Bezogen auf Heilberufsrechtliche Fragen der Sozialarbeit im Gesundheitswesen geht der Autor auf folgende Aspekte ein:

I. Besondere Regulierung von Heilberufen und von heilkundlichen Tätigkeiten. Es wird begründet, warum für die Gesundheitsberufe besondere gesetzliche Anforderungen an die Berufsausbildung und die Berufszulassung erforderlich sind. Die Heilkunde wird entweder von Ärzten oder von Heilpraktikern ausgeübt; die Ausübung der Heilkunde ohne Erlaubnis ist strafbar.

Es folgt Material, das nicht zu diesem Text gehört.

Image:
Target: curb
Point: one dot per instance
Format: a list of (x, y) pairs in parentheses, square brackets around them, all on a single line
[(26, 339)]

II. Definition des Heilkundebegriffs und Qualifikation als Heilberuf. Hier wird die Entscheidung des Bundesverfassungsgerichts zum Altenpflegegesetz sehr ausführlich besprochen, weil der Beruf des Altenpflegers ursprünglich ein sozialpflegerischer Beruf war und nun zum heilkundlichen Beruf wurde. Aufgaben und Tätigkeiten der Sozialarbeit im Gesundheitswesen weisen insbesondere im Bereich der psychosozialen Intervention heilkundliche Elemente auf. Deshalb stellt sich die Frage, ob nun auch der Beruf des Sozialarbeiters im Gesundheitswesen ein heilkundlicher Beruf ist.

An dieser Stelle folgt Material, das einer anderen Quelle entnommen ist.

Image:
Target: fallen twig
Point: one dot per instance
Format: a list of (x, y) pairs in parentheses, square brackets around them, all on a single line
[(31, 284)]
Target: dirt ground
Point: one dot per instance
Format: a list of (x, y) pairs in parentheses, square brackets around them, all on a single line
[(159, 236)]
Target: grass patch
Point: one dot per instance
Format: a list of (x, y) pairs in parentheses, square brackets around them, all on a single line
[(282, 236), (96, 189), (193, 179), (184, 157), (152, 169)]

III. Sozialarbeit im Gesundheitswesen und heilberufliche Tätigkeit. Der Autor verneint die Klassifizierung des Sozialarbeiters im Gesundheitswesen als heilkundlichen Beruf, weil es sich im Kern immer noch um einen sozialarbeiterischen Beruf handelt, auch wenn einzelne Tätigkeiten wie zum Beispiel die Suchttherapie oder Krisenintervention durchaus heilkundlichen Charakter haben.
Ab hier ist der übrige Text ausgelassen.